Sarah and Rodney are rooted in their place.  They are working to be good stewards of their land, their inheritance and their piece of their watershed.  They are also rooted in their community, knowing that the water we share connects us to those around us in very visceral ways. But Sarah and Rodney are also rooted in a deeper way.  They are rooted in this deep spirituality that flows below the surface of our world that causes them to do what some might call foolish.

So where are you planted?  Where are you rooted? Where are our roots as a church?  To what are we committed and what foolish things can we do to show our rootedness?

Years ago Apple released a commercial campaign called “Think Different”.  And over pictures of our history’s geniuses, Einstein, Muhammad Ali, Gandhi, Amelia Earhart.   The commercial plays this text:

“Here’s to the crazy ones. The misfits. The rebels. The troublemakers. The round pegs in the square holes. The ones who see things differently. They’re not fond of rules. And they have no respect for the status quo. You can quote them, disagree with them, glorify or vilify them. About the only thing you can’t do is ignore them. Because they change things. They push the human race forward. And while some may see them as the crazy ones, we see genius. Because the people who are crazy enough to think they can change the world, are the ones who do.”

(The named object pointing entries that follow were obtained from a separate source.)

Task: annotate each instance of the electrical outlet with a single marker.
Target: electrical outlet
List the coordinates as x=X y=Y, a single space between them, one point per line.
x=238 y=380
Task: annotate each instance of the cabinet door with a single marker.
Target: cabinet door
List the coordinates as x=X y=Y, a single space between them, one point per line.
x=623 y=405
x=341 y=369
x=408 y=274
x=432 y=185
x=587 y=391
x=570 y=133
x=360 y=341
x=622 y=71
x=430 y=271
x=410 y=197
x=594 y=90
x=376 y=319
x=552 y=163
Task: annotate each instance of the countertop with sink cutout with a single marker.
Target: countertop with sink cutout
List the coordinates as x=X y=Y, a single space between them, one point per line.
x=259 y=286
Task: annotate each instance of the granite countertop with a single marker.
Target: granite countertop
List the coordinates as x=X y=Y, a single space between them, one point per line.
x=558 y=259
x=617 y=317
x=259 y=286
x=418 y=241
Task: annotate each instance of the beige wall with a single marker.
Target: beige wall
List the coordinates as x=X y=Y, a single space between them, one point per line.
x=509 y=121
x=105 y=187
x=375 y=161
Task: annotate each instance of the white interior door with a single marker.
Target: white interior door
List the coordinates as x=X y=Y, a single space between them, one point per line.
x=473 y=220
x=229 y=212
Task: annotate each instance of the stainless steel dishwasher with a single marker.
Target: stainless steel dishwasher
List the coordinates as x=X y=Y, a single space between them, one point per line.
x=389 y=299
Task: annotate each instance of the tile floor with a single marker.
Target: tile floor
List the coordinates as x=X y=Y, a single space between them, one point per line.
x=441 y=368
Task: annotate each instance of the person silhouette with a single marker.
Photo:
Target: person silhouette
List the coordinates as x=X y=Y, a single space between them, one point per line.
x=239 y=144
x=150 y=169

What if we became a forest of crazy foolish ones, grounded, rooted in these deep waters of the spirit? What would it look like for us to be rooted and planted in the community where we are, to clean the water where we are, to plant seeds where we are, to even the scales where we are?  What would it look like to be foolish enough to have Christ’s compassion for our neighbors?

As the old spiritual sings, “Like a tree planted by the water, I shall not be moved.”